The motherboard is the Zenith Extreme X399, 4x8GB (32GB) Trident Z RGB G.Skill, and water cooling Corsair H115i. The setup is out of the box; that is, no over clocking. The power supply is a 1000W P2 EV3A. In this post, I will present the performance for Matrix multiplication without GPUs but it is in my schedule to redo the performance comparison because the memory and PCI communication are now faster.
I installed OpenBLAS and ATLAS once again for this architecture. I did not touch the configuration of BLAS libraries. OpenBLAS will use the first 16 cores and ATLAS will use all. Currently, I am not able to drive the core utilization of the BLAS libraries and I take them as granted. I am kind of able to work on core assignment for the Epyc processor and for the ATLAS system but that will be another post and another story.
Then, I probed the system for the break even point for different algorithms and precision.
Clearly, ATLAS GEMM is half the performance of OpenBLAS. We can see that 10K and 15K is the break even point for single precision computation.

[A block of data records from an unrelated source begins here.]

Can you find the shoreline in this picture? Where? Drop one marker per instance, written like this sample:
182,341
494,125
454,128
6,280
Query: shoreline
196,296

For the Ripper, the performance plots are consistent. Winograd algorithms can be applied for problem sizes larger that 10Kx10K. These are large problems. There is no denying the break even points are getting larger but this is the first system that we can see a core speed up and a memory speed up. Also this is my first time when I can buy a processor that can reach 1TFLOP and keep it on the side of my desk. These are performance achieved by GPUs and FPGAs.

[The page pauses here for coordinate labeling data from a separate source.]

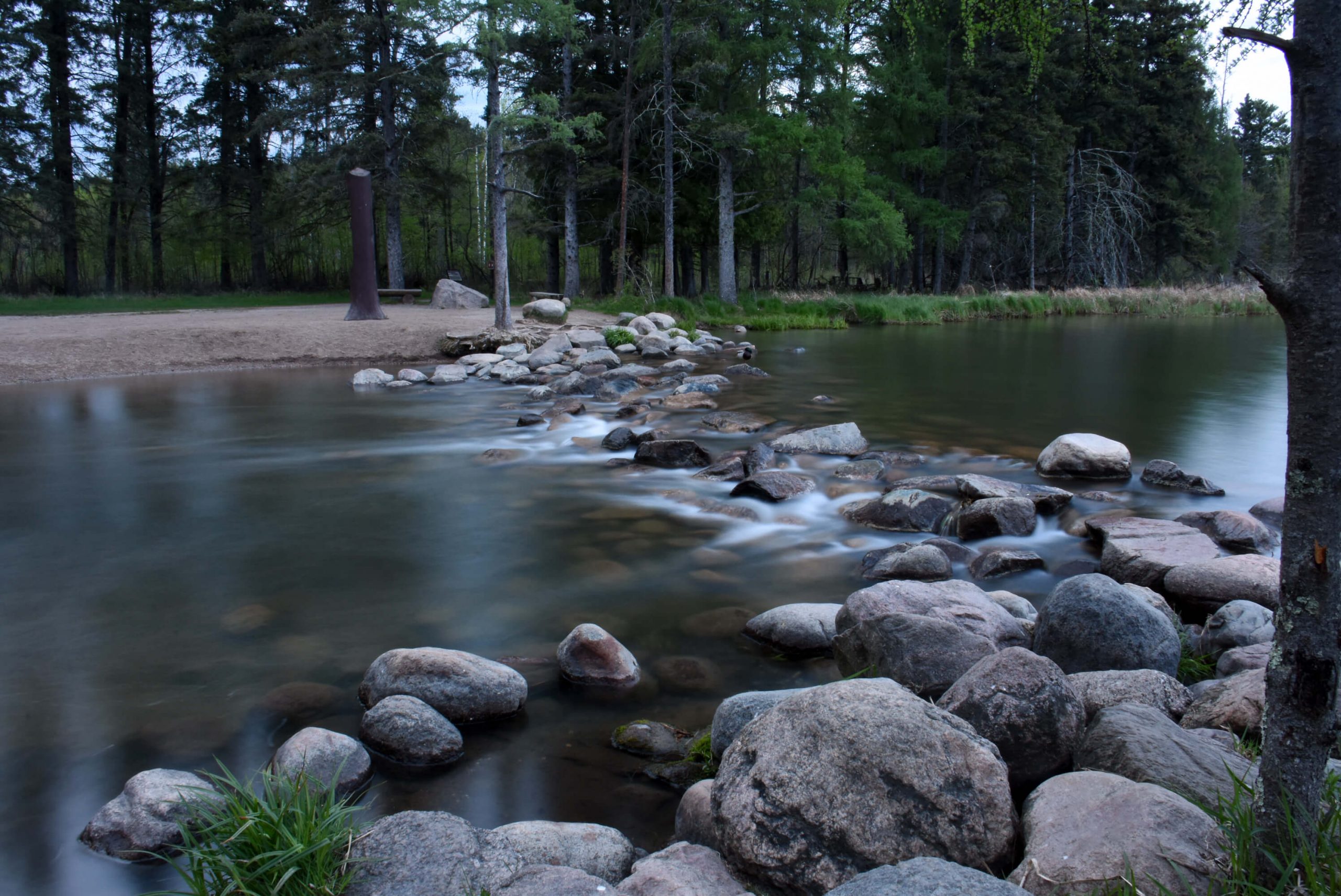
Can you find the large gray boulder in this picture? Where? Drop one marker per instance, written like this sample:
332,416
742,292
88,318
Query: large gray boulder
410,732
1150,687
926,876
923,654
735,713
1091,623
1211,584
955,601
903,510
1084,455
797,629
849,776
1024,705
460,686
680,870
141,823
326,760
837,439
1086,831
1141,744
596,849
1144,550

To conclude, I re-run the GPU (0) to check if the DDR4 expensive memory or anything else will help the PCI connection and thus the GPU GEMM performance. I cannot achieve the same performance of the previous and cheaper system .. about 10% loss of peak performance (Single precision)
Fiji GPU loves Single precision computation but it is dragging its feet for double precision (295×2 was much better in this respect). Clearly Fiji humiliates The-Ripper in Single Precision but they are equal for double precision.
Then I try to check if I can saturate the system running independently three single precision GEMMat the same time
OpenBLAS OPS 1.166400e+13 GFLOPS HOT 8.291898e+02 GPU0 OPS 1.166400e+13 GFLOPS HOT 2.977494e+03 GPU1 OPS 1.166400e+13 GFLOPS HOT 2.972505e+03
Overall the full performance is good, scalable, and the The Ripper holds its grounds. In Double precision, if we organize our work accordingly the DGEMM can achieve 1.3 TFLOPs, which is yet another first for me.
Let me add to this post the performance of ATLAS when we force to use 16 Cores (instead of 32).
First the anomaly: ATLAS using 16 cores in double complex precision has worse performance. Otherwise for double, single complex, and single precision having fewer threads is better .
A note before I forget: there are cases where ATLAS and OpenBLAS decreases performance as the problem increases. This is really uncommon and this is the first time I see such a drop. The reasons ? I am guessing core throttling because of heating dissipation issues. In practice, when the motherboard shows the processor temperature or when I added to the core the lmsensor the performance decreases.